But like the post says, this is the idiots guide.

lets walk through what happens, what exactly does paypal do, what does the seller do, like I said, this is the idiots guide, for someone that knows nothing about it, as in nothing.

Honestly, 10% really just ain't that much, in the grand scheme of things.  Especially not for what you're getting in return.  And we're not talking 300 hours saved, we're talking much more, when you factor in the cost of rolling your own system, managing whoever's doing your support (if it's not you), PLUS the time involved for you to do all those "trial runs" and comparisons you're talking about.  (And by the way, who the hell is going to do good support for you for 5 quid an hour?)

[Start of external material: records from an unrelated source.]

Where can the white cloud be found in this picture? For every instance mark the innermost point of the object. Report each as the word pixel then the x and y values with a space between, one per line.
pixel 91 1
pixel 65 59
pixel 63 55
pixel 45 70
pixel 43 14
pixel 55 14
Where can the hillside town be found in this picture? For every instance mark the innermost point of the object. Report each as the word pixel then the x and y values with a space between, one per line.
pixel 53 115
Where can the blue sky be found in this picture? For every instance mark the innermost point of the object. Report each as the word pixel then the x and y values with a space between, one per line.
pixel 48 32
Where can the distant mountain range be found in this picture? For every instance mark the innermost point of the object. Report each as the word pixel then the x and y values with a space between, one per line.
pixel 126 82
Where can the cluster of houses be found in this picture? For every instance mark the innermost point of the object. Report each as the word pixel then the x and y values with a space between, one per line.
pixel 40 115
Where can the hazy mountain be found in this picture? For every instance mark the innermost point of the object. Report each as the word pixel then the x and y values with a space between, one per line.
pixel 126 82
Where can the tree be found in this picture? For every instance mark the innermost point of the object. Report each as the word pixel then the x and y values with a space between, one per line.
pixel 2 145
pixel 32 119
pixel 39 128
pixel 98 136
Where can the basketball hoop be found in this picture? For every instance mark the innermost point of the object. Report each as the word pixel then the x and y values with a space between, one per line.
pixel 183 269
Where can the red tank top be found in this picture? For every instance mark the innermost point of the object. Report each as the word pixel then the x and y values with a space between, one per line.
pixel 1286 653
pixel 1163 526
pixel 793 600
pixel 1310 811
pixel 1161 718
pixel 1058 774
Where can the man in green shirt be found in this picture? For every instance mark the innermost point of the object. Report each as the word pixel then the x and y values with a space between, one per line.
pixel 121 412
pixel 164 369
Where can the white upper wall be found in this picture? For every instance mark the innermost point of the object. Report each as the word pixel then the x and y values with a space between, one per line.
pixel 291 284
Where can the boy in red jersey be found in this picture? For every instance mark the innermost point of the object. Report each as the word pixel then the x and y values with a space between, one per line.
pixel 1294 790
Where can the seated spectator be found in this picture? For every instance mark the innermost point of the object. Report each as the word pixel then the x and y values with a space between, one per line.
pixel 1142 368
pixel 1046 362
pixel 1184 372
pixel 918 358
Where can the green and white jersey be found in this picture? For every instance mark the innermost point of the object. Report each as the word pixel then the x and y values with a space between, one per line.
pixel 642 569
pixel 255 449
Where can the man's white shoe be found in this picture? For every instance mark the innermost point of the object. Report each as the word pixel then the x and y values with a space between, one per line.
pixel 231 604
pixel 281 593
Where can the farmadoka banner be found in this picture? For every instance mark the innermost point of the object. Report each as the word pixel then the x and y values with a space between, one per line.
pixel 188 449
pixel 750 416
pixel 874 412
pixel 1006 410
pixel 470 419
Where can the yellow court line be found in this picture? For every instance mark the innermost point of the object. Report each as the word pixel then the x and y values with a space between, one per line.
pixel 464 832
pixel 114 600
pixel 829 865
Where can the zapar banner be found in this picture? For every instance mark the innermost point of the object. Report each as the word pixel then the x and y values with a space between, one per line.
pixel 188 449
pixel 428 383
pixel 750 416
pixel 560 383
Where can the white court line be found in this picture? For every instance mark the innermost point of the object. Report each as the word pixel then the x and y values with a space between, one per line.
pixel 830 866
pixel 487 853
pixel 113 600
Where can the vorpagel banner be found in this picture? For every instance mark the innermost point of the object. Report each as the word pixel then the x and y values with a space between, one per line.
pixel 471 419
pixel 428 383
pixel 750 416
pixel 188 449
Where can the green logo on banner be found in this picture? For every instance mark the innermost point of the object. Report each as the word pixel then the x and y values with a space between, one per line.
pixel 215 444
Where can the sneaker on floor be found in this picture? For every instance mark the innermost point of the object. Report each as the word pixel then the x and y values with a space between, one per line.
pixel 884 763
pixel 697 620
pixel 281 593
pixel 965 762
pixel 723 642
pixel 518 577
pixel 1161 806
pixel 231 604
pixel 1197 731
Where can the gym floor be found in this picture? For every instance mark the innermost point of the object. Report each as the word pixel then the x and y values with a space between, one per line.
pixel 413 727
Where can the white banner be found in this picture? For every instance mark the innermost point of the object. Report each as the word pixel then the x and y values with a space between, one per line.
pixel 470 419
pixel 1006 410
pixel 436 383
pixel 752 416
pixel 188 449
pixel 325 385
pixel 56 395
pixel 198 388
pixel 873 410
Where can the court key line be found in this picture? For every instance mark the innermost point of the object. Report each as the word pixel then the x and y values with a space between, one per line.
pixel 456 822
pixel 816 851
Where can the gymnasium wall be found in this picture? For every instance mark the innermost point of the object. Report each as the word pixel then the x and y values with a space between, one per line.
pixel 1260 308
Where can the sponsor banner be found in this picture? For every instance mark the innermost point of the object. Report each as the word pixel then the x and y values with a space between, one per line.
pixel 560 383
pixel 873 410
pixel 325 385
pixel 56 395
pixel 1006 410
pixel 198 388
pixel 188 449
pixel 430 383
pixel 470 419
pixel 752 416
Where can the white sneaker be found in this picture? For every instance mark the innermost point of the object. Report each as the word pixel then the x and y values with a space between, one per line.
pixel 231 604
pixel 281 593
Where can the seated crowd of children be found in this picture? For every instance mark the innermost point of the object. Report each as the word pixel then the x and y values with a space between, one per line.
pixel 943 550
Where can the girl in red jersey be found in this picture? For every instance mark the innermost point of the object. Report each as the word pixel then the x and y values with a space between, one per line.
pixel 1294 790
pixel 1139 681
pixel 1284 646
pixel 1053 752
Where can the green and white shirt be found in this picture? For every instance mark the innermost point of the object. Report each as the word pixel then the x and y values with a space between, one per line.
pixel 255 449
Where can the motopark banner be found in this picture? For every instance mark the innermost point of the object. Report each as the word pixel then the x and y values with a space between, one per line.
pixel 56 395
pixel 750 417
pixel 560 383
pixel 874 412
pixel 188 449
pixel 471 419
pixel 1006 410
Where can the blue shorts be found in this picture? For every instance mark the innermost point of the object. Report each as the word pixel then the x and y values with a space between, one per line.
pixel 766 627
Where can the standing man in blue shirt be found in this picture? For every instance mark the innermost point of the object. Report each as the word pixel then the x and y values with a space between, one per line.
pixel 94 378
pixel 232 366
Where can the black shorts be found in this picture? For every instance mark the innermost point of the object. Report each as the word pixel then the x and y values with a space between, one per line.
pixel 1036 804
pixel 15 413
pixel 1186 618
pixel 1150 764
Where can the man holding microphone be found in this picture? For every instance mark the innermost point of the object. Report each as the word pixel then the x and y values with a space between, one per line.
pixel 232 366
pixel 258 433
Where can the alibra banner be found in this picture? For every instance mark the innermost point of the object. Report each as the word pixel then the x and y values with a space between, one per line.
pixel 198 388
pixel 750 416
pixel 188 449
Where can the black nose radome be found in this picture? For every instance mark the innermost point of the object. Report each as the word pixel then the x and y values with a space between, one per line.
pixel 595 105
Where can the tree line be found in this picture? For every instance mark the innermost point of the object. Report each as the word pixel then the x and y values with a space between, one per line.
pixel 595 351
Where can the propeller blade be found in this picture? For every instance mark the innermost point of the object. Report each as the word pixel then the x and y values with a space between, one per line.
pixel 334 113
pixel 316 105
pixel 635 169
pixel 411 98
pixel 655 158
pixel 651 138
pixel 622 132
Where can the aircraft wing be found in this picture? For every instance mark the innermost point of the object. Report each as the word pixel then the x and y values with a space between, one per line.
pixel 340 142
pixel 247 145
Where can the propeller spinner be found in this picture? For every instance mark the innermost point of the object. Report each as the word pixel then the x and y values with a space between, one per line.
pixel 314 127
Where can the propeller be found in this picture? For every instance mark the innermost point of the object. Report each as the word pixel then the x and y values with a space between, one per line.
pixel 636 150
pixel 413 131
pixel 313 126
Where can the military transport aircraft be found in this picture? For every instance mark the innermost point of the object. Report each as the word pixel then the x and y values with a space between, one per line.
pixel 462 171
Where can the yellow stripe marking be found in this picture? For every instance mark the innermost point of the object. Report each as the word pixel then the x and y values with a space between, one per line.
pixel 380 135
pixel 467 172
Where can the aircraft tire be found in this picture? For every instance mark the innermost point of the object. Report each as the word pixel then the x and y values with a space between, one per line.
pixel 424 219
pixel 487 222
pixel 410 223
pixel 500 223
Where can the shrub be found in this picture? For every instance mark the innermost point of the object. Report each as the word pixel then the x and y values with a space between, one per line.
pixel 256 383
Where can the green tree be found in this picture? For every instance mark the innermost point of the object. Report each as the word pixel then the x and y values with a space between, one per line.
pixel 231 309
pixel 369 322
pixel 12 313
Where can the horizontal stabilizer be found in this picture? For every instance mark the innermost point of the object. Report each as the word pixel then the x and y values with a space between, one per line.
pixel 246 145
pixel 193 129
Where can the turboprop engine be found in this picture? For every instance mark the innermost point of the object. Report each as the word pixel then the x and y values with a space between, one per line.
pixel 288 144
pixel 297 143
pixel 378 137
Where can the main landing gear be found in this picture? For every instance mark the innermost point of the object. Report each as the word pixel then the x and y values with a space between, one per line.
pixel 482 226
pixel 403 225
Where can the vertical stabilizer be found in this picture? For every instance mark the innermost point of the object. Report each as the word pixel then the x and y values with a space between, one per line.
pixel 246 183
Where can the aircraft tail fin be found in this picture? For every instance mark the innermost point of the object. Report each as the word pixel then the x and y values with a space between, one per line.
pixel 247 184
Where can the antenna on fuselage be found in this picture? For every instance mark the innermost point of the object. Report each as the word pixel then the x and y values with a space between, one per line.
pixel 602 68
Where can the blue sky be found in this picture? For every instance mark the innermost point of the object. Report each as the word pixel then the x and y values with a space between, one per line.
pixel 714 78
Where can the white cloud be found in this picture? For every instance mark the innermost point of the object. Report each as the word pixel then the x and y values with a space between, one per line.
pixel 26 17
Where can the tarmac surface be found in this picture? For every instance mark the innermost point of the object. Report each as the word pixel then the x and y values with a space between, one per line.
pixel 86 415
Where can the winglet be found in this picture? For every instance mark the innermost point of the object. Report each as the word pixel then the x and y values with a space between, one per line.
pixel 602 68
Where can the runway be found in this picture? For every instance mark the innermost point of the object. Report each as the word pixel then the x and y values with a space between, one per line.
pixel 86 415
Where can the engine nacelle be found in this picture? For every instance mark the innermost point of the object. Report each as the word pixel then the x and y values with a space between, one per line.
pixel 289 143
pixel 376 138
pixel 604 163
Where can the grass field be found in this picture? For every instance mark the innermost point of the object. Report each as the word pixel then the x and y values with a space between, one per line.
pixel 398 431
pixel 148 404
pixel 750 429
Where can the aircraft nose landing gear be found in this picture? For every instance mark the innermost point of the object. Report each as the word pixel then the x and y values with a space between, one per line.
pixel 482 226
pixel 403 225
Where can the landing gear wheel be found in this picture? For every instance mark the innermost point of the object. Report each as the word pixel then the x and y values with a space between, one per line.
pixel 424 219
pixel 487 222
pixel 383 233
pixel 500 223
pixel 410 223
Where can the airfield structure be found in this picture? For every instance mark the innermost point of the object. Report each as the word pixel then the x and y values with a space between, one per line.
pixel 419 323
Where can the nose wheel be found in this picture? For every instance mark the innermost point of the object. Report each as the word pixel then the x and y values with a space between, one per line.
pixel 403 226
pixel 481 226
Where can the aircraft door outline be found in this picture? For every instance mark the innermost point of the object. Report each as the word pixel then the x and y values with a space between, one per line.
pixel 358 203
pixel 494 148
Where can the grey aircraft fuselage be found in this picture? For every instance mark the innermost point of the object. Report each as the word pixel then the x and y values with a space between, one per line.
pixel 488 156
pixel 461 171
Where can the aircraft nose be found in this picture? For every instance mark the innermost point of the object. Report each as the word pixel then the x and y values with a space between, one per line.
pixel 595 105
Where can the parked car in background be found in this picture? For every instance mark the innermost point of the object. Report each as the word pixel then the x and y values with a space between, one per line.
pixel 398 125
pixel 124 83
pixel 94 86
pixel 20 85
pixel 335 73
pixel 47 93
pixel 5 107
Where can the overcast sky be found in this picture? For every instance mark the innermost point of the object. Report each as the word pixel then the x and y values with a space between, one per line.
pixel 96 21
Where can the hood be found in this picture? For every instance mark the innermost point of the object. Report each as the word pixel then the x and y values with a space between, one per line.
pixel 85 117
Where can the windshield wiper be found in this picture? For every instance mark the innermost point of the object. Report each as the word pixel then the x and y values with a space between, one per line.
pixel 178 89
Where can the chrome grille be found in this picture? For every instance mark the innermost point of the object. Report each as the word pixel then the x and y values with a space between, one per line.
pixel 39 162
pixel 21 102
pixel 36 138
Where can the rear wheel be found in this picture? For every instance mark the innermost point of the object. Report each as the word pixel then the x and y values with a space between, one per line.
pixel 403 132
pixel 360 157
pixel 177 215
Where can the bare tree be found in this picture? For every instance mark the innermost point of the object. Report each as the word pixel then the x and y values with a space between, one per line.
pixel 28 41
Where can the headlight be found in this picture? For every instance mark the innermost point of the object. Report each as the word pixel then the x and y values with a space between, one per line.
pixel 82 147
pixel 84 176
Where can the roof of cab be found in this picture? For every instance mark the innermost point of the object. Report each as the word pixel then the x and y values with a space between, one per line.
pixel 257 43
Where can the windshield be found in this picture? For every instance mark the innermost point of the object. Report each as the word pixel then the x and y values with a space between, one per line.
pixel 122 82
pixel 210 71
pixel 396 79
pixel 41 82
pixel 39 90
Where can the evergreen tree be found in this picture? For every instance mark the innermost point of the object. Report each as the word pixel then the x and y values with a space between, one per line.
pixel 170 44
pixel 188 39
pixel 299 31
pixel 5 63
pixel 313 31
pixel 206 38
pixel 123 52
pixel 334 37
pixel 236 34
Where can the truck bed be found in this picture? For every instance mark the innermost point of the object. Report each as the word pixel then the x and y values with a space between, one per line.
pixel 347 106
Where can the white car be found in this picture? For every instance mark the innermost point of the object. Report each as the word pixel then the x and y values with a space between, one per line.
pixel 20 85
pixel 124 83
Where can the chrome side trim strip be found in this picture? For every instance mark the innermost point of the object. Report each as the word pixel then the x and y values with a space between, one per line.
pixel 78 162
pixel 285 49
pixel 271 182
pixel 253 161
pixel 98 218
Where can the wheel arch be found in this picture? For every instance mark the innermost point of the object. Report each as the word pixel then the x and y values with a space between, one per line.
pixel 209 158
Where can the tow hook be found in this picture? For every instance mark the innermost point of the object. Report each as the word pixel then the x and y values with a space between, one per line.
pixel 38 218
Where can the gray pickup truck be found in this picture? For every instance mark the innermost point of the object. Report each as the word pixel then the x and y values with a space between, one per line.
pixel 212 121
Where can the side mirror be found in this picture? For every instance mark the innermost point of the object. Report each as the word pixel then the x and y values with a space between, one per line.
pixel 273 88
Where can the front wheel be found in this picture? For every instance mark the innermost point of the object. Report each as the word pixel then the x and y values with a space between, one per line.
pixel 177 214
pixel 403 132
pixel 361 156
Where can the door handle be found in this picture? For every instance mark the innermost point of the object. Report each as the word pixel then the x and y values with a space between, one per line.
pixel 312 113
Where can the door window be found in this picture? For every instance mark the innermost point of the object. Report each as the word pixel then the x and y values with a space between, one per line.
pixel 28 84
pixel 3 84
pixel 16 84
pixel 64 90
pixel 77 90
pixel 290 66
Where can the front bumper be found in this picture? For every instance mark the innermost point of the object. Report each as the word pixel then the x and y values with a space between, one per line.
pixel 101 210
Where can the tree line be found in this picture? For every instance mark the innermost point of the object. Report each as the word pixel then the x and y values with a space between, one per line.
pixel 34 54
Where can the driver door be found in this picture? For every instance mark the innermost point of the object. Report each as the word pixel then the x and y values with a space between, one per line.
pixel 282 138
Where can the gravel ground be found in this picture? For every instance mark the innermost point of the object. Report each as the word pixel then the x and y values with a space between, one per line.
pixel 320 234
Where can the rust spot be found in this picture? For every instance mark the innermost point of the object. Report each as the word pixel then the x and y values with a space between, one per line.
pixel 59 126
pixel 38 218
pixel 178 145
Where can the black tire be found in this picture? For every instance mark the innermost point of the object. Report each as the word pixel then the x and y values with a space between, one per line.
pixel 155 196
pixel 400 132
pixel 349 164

Instead of going through all that hassle, give BMT Micro or Plimus a buck for every game you sell.  You know what you're paying and you know what you're getting.  Use the time you saved to work on your games.  And Matthew's two-man company pulls six-figures a year.  He's done the research, he's done the analysis, he knows what he's talking about.  He's given you good advice that you're fighting, for some reason.

So what it sounds like to me is that you're not really interested in the options, you're interested in how PayPal's merchant system works.  In which case, I'd say go out and do a Google search, or look through PayPal's website, or start a merchant account there - figure some things out for yourself, and then come back and post your findings in a new thread about PayPal and we can discuss it again at that point.

I don't think it's a bad topic to discuss at all, but I'm extremely wary of people who ask a lot of questions but aren't interested in heeding advice or doing any research themselves.

In the meantime, I think I'm going to lock this thread, because it's redundant, everything that needs to be said has been said, and it's getting confusing what the issue at hand is.  Wheels are spinning but I don't see it going anywhere fast.

Also, I'm banning your first account. Huh?